Many of the refugees residing in the country are from Somalia, a country that has been struggling with armed gangs terrorizing citizens who have been lacking a functional government for over two decades.
Uganda's fear on the rising number of refugees is based on a real twin bombing attack in Kampala that was undertaken by Somalia’s Al-Shabaab terrorists group on July 11, 2010. The attack left 70 people dead. According to the terrorists, the assault on Uganda was a retaliation attack for the nation’s involvement in the fight terrorism in Somalia.
The announcement comes after Kenya said that it would not be receiving any more refugees from Somalia citing security reasons and called on international community to step in.
Kenya, which hosts more than 600,000 refugees mostly from neighboring Somalia, said it would close the world’s largest refugee camps Dadaab and Kakuma.
Kenya said that it had decided on the drastic measure after taking into “consideration its national security interests.”
Although the move received a lot of criticism from the international community, Kenya maintained its stand adding that it had been forced to resort to the harsh measures as refugees, through a 2013 tripartite agreement between the governments of Kenya and Somalia together with the UN refugee agency (UNHCR), have failed to take up the voluntary return to their homeland, Somalia.
On its part, Uganda has also said that it is not ready to receive refugees from Kenya when the country closes its camps by the end of the year as planned.
“We already have a refugee influx from other countries.

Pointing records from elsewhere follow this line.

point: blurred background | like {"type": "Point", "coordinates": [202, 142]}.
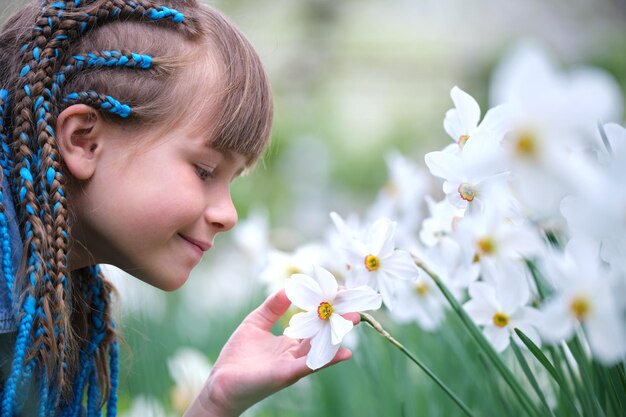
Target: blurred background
{"type": "Point", "coordinates": [352, 81]}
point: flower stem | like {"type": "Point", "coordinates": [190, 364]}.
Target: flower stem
{"type": "Point", "coordinates": [376, 326]}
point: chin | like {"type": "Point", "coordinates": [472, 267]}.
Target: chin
{"type": "Point", "coordinates": [170, 282]}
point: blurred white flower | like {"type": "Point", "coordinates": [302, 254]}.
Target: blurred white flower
{"type": "Point", "coordinates": [500, 306]}
{"type": "Point", "coordinates": [323, 303]}
{"type": "Point", "coordinates": [136, 297]}
{"type": "Point", "coordinates": [553, 121]}
{"type": "Point", "coordinates": [597, 209]}
{"type": "Point", "coordinates": [471, 176]}
{"type": "Point", "coordinates": [528, 81]}
{"type": "Point", "coordinates": [145, 406]}
{"type": "Point", "coordinates": [489, 238]}
{"type": "Point", "coordinates": [282, 265]}
{"type": "Point", "coordinates": [402, 197]}
{"type": "Point", "coordinates": [419, 301]}
{"type": "Point", "coordinates": [461, 122]}
{"type": "Point", "coordinates": [251, 236]}
{"type": "Point", "coordinates": [189, 368]}
{"type": "Point", "coordinates": [439, 226]}
{"type": "Point", "coordinates": [374, 261]}
{"type": "Point", "coordinates": [588, 295]}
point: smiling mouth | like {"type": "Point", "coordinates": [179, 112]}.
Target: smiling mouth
{"type": "Point", "coordinates": [202, 246]}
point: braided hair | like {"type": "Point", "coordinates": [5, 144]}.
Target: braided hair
{"type": "Point", "coordinates": [102, 53]}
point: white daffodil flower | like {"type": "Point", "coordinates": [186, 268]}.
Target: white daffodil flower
{"type": "Point", "coordinates": [461, 122]}
{"type": "Point", "coordinates": [470, 177]}
{"type": "Point", "coordinates": [553, 118]}
{"type": "Point", "coordinates": [420, 301]}
{"type": "Point", "coordinates": [500, 306]}
{"type": "Point", "coordinates": [597, 210]}
{"type": "Point", "coordinates": [490, 237]}
{"type": "Point", "coordinates": [588, 295]}
{"type": "Point", "coordinates": [438, 227]}
{"type": "Point", "coordinates": [189, 368]}
{"type": "Point", "coordinates": [323, 303]}
{"type": "Point", "coordinates": [374, 261]}
{"type": "Point", "coordinates": [281, 265]}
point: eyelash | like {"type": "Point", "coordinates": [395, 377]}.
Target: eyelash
{"type": "Point", "coordinates": [204, 174]}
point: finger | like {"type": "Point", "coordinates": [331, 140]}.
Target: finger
{"type": "Point", "coordinates": [301, 370]}
{"type": "Point", "coordinates": [266, 315]}
{"type": "Point", "coordinates": [355, 318]}
{"type": "Point", "coordinates": [303, 348]}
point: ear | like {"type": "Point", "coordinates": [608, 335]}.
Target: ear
{"type": "Point", "coordinates": [79, 137]}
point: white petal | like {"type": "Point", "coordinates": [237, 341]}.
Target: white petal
{"type": "Point", "coordinates": [339, 327]}
{"type": "Point", "coordinates": [304, 325]}
{"type": "Point", "coordinates": [387, 289]}
{"type": "Point", "coordinates": [444, 165]}
{"type": "Point", "coordinates": [498, 336]}
{"type": "Point", "coordinates": [557, 324]}
{"type": "Point", "coordinates": [607, 337]}
{"type": "Point", "coordinates": [322, 350]}
{"type": "Point", "coordinates": [399, 265]}
{"type": "Point", "coordinates": [380, 236]}
{"type": "Point", "coordinates": [484, 293]}
{"type": "Point", "coordinates": [452, 124]}
{"type": "Point", "coordinates": [327, 282]}
{"type": "Point", "coordinates": [512, 289]}
{"type": "Point", "coordinates": [469, 112]}
{"type": "Point", "coordinates": [479, 312]}
{"type": "Point", "coordinates": [357, 299]}
{"type": "Point", "coordinates": [496, 120]}
{"type": "Point", "coordinates": [303, 291]}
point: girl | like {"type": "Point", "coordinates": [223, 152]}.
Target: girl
{"type": "Point", "coordinates": [122, 123]}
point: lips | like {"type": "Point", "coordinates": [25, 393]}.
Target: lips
{"type": "Point", "coordinates": [203, 246]}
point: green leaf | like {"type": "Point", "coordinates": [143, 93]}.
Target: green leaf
{"type": "Point", "coordinates": [524, 399]}
{"type": "Point", "coordinates": [531, 377]}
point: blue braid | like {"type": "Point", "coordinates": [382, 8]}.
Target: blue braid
{"type": "Point", "coordinates": [5, 159]}
{"type": "Point", "coordinates": [93, 394]}
{"type": "Point", "coordinates": [165, 12]}
{"type": "Point", "coordinates": [7, 166]}
{"type": "Point", "coordinates": [114, 378]}
{"type": "Point", "coordinates": [98, 334]}
{"type": "Point", "coordinates": [43, 405]}
{"type": "Point", "coordinates": [21, 346]}
{"type": "Point", "coordinates": [107, 59]}
{"type": "Point", "coordinates": [106, 103]}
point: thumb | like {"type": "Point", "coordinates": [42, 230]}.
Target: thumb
{"type": "Point", "coordinates": [270, 311]}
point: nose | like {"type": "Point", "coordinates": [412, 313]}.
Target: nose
{"type": "Point", "coordinates": [221, 213]}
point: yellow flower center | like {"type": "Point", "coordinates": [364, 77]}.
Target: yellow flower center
{"type": "Point", "coordinates": [324, 310]}
{"type": "Point", "coordinates": [485, 246]}
{"type": "Point", "coordinates": [526, 145]}
{"type": "Point", "coordinates": [500, 319]}
{"type": "Point", "coordinates": [580, 307]}
{"type": "Point", "coordinates": [293, 270]}
{"type": "Point", "coordinates": [463, 140]}
{"type": "Point", "coordinates": [421, 288]}
{"type": "Point", "coordinates": [467, 191]}
{"type": "Point", "coordinates": [372, 263]}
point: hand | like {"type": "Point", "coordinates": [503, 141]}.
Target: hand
{"type": "Point", "coordinates": [254, 363]}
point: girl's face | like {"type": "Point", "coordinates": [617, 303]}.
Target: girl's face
{"type": "Point", "coordinates": [153, 206]}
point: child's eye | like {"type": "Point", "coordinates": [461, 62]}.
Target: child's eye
{"type": "Point", "coordinates": [204, 173]}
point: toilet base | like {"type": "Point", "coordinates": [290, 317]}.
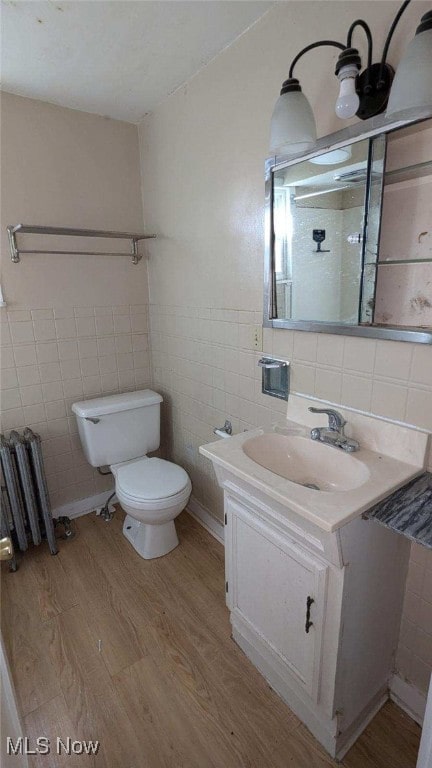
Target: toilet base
{"type": "Point", "coordinates": [150, 540]}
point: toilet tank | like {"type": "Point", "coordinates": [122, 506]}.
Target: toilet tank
{"type": "Point", "coordinates": [119, 427]}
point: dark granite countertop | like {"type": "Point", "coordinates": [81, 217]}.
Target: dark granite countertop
{"type": "Point", "coordinates": [408, 510]}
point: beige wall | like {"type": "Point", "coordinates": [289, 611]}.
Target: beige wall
{"type": "Point", "coordinates": [203, 152]}
{"type": "Point", "coordinates": [74, 326]}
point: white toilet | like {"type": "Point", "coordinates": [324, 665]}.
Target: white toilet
{"type": "Point", "coordinates": [119, 431]}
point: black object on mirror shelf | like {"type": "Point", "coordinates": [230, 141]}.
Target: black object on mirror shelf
{"type": "Point", "coordinates": [318, 235]}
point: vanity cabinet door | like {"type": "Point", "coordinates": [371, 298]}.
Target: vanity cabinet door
{"type": "Point", "coordinates": [277, 590]}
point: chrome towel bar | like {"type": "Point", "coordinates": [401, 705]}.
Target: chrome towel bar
{"type": "Point", "coordinates": [30, 229]}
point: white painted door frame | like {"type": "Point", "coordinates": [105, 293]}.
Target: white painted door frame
{"type": "Point", "coordinates": [10, 717]}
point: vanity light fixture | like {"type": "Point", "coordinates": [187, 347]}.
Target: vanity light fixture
{"type": "Point", "coordinates": [364, 94]}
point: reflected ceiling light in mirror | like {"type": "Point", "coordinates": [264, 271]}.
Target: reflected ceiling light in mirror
{"type": "Point", "coordinates": [412, 86]}
{"type": "Point", "coordinates": [364, 94]}
{"type": "Point", "coordinates": [333, 157]}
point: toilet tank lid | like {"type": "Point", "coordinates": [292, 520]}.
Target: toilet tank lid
{"type": "Point", "coordinates": [101, 406]}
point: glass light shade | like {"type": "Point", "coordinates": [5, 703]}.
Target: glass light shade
{"type": "Point", "coordinates": [412, 86]}
{"type": "Point", "coordinates": [293, 126]}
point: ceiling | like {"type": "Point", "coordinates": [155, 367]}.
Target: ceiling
{"type": "Point", "coordinates": [114, 58]}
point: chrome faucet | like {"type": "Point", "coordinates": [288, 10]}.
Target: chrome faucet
{"type": "Point", "coordinates": [334, 433]}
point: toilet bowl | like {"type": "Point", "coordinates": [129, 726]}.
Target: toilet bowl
{"type": "Point", "coordinates": [119, 431]}
{"type": "Point", "coordinates": [152, 492]}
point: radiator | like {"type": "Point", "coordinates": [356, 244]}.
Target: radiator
{"type": "Point", "coordinates": [26, 510]}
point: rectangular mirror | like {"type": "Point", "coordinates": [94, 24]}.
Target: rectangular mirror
{"type": "Point", "coordinates": [349, 235]}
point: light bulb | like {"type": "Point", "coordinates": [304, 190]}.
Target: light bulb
{"type": "Point", "coordinates": [348, 101]}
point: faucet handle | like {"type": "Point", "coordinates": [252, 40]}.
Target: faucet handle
{"type": "Point", "coordinates": [336, 420]}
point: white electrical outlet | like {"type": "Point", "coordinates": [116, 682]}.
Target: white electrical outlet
{"type": "Point", "coordinates": [257, 337]}
{"type": "Point", "coordinates": [190, 452]}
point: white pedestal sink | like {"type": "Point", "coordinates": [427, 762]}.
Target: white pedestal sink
{"type": "Point", "coordinates": [314, 590]}
{"type": "Point", "coordinates": [307, 463]}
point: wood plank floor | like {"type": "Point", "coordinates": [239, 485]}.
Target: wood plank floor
{"type": "Point", "coordinates": [137, 654]}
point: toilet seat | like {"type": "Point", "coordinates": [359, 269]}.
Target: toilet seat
{"type": "Point", "coordinates": [151, 483]}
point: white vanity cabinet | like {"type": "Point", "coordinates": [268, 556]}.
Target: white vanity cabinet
{"type": "Point", "coordinates": [277, 589]}
{"type": "Point", "coordinates": [317, 613]}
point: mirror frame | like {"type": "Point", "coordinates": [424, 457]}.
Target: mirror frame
{"type": "Point", "coordinates": [368, 129]}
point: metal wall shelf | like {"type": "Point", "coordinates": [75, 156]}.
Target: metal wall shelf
{"type": "Point", "coordinates": [30, 229]}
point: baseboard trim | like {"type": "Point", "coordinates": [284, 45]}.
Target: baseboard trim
{"type": "Point", "coordinates": [82, 506]}
{"type": "Point", "coordinates": [408, 698]}
{"type": "Point", "coordinates": [206, 519]}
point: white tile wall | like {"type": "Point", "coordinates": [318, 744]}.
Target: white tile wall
{"type": "Point", "coordinates": [51, 357]}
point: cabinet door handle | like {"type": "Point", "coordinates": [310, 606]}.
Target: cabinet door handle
{"type": "Point", "coordinates": [309, 623]}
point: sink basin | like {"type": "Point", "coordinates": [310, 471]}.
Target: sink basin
{"type": "Point", "coordinates": [306, 462]}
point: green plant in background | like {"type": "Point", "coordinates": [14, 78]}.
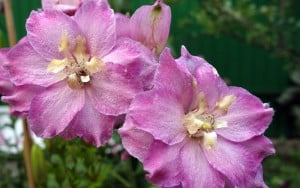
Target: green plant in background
{"type": "Point", "coordinates": [65, 164]}
{"type": "Point", "coordinates": [272, 26]}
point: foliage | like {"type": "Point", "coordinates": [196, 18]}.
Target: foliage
{"type": "Point", "coordinates": [76, 164]}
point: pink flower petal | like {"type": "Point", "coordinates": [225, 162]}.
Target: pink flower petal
{"type": "Point", "coordinates": [127, 51]}
{"type": "Point", "coordinates": [26, 66]}
{"type": "Point", "coordinates": [192, 63]}
{"type": "Point", "coordinates": [136, 142]}
{"type": "Point", "coordinates": [53, 109]}
{"type": "Point", "coordinates": [111, 91]}
{"type": "Point", "coordinates": [210, 83]}
{"type": "Point", "coordinates": [172, 76]}
{"type": "Point", "coordinates": [246, 118]}
{"type": "Point", "coordinates": [45, 30]}
{"type": "Point", "coordinates": [20, 99]}
{"type": "Point", "coordinates": [196, 170]}
{"type": "Point", "coordinates": [122, 23]}
{"type": "Point", "coordinates": [239, 161]}
{"type": "Point", "coordinates": [91, 126]}
{"type": "Point", "coordinates": [6, 86]}
{"type": "Point", "coordinates": [151, 25]}
{"type": "Point", "coordinates": [101, 35]}
{"type": "Point", "coordinates": [159, 113]}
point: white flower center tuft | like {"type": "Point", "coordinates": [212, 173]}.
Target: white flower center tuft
{"type": "Point", "coordinates": [78, 65]}
{"type": "Point", "coordinates": [201, 123]}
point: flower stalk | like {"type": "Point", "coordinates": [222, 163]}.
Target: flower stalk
{"type": "Point", "coordinates": [27, 143]}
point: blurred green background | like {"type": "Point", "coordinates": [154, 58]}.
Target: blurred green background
{"type": "Point", "coordinates": [254, 44]}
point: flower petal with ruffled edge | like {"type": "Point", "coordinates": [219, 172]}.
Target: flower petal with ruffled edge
{"type": "Point", "coordinates": [122, 22]}
{"type": "Point", "coordinates": [171, 75]}
{"type": "Point", "coordinates": [246, 118]}
{"type": "Point", "coordinates": [6, 86]}
{"type": "Point", "coordinates": [161, 166]}
{"type": "Point", "coordinates": [196, 170]}
{"type": "Point", "coordinates": [159, 113]}
{"type": "Point", "coordinates": [26, 66]}
{"type": "Point", "coordinates": [91, 126]}
{"type": "Point", "coordinates": [101, 36]}
{"type": "Point", "coordinates": [45, 30]}
{"type": "Point", "coordinates": [53, 109]}
{"type": "Point", "coordinates": [135, 140]}
{"type": "Point", "coordinates": [239, 161]}
{"type": "Point", "coordinates": [20, 99]}
{"type": "Point", "coordinates": [112, 91]}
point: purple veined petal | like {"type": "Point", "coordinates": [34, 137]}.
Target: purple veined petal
{"type": "Point", "coordinates": [192, 63]}
{"type": "Point", "coordinates": [122, 25]}
{"type": "Point", "coordinates": [174, 77]}
{"type": "Point", "coordinates": [112, 90]}
{"type": "Point", "coordinates": [90, 125]}
{"type": "Point", "coordinates": [246, 118]}
{"type": "Point", "coordinates": [211, 84]}
{"type": "Point", "coordinates": [160, 113]}
{"type": "Point", "coordinates": [101, 33]}
{"type": "Point", "coordinates": [127, 51]}
{"type": "Point", "coordinates": [45, 30]}
{"type": "Point", "coordinates": [67, 6]}
{"type": "Point", "coordinates": [135, 141]}
{"type": "Point", "coordinates": [196, 169]}
{"type": "Point", "coordinates": [54, 108]}
{"type": "Point", "coordinates": [20, 99]}
{"type": "Point", "coordinates": [151, 25]}
{"type": "Point", "coordinates": [26, 66]}
{"type": "Point", "coordinates": [6, 86]}
{"type": "Point", "coordinates": [239, 161]}
{"type": "Point", "coordinates": [162, 164]}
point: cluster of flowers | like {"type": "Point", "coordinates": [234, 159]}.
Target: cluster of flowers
{"type": "Point", "coordinates": [81, 67]}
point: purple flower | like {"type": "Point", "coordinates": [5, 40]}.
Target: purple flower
{"type": "Point", "coordinates": [6, 87]}
{"type": "Point", "coordinates": [192, 130]}
{"type": "Point", "coordinates": [67, 6]}
{"type": "Point", "coordinates": [86, 76]}
{"type": "Point", "coordinates": [17, 97]}
{"type": "Point", "coordinates": [149, 25]}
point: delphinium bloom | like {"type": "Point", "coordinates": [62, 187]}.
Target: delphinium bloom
{"type": "Point", "coordinates": [86, 76]}
{"type": "Point", "coordinates": [149, 25]}
{"type": "Point", "coordinates": [192, 130]}
{"type": "Point", "coordinates": [17, 97]}
{"type": "Point", "coordinates": [6, 86]}
{"type": "Point", "coordinates": [67, 6]}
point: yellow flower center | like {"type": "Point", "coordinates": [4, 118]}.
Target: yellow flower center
{"type": "Point", "coordinates": [78, 65]}
{"type": "Point", "coordinates": [201, 123]}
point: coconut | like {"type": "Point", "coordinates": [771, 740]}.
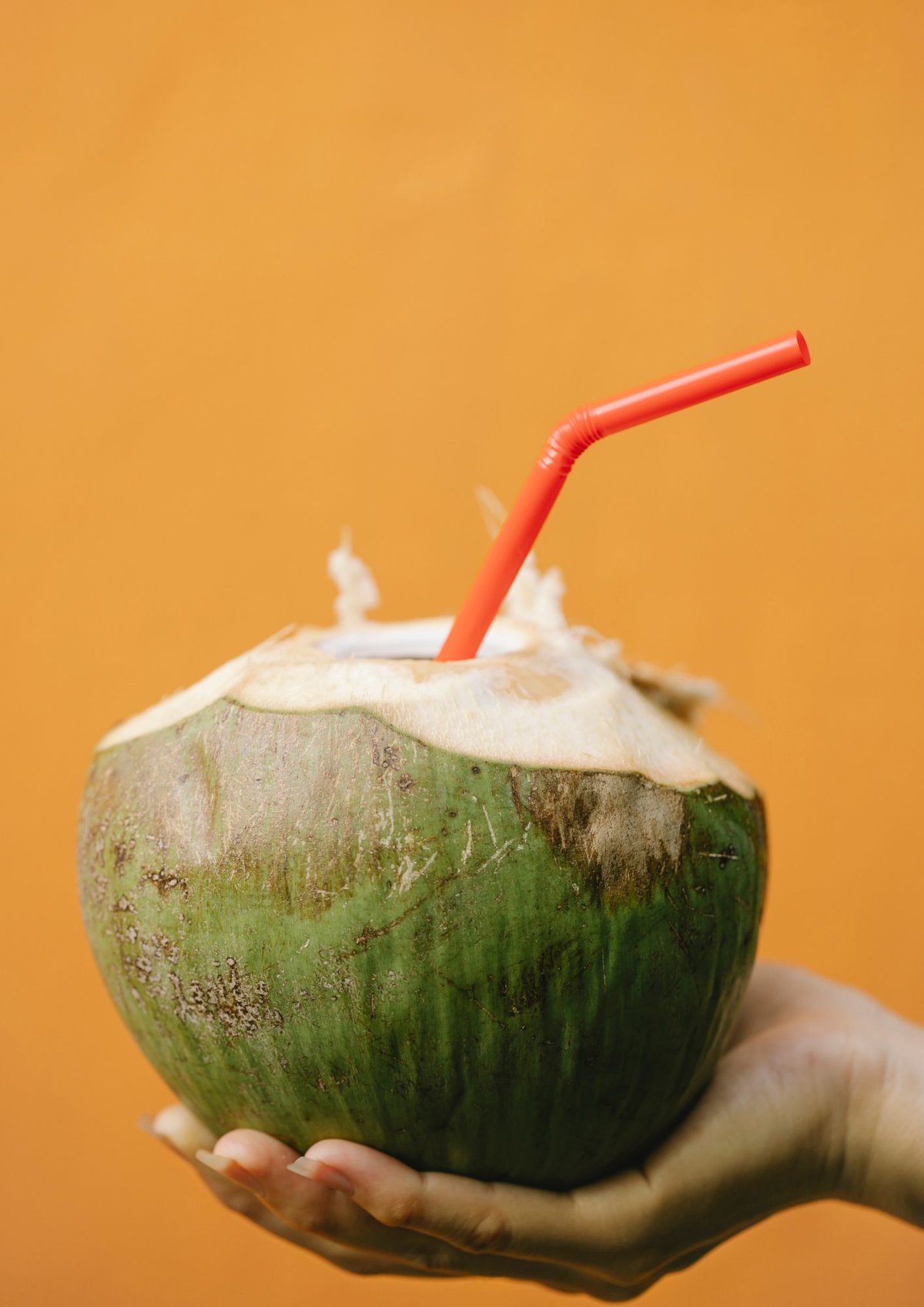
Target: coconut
{"type": "Point", "coordinates": [493, 917]}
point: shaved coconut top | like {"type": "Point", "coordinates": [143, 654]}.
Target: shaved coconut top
{"type": "Point", "coordinates": [536, 697]}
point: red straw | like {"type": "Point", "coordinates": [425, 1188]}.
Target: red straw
{"type": "Point", "coordinates": [571, 438]}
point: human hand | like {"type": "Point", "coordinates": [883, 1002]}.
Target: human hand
{"type": "Point", "coordinates": [819, 1095]}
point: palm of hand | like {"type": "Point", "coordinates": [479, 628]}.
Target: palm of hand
{"type": "Point", "coordinates": [785, 1121]}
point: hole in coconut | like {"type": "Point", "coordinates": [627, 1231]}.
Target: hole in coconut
{"type": "Point", "coordinates": [410, 641]}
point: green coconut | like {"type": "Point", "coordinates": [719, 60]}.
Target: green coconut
{"type": "Point", "coordinates": [493, 918]}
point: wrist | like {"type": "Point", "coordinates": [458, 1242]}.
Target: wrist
{"type": "Point", "coordinates": [888, 1165]}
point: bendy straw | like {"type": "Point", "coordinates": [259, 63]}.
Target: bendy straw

We will not accept refugees from Kenya because we are already overstretched,” Onek added, calling on the International Community to step up support to refugee-hosting countries.
In his recent visit to Kenya, Somalia President Hassan Sheikh Mohamoud said Somali refugees are welcome home (Somalia) to take part in nation building. He added that the repatriation would be orderly.
The head of state thanked Kenya for hosting the refugees for 25 years noting that the training and skills acquired by the immigrants during the stay would come in handy in building Somalia when they get back.
The visiting UK official thanked Uganda for its kindness and generosity. “We would like to engage with Uganda at every opportunity. We appreciate your efforts in making refugees self-reliant and integration of refugee concerns in national development plans.”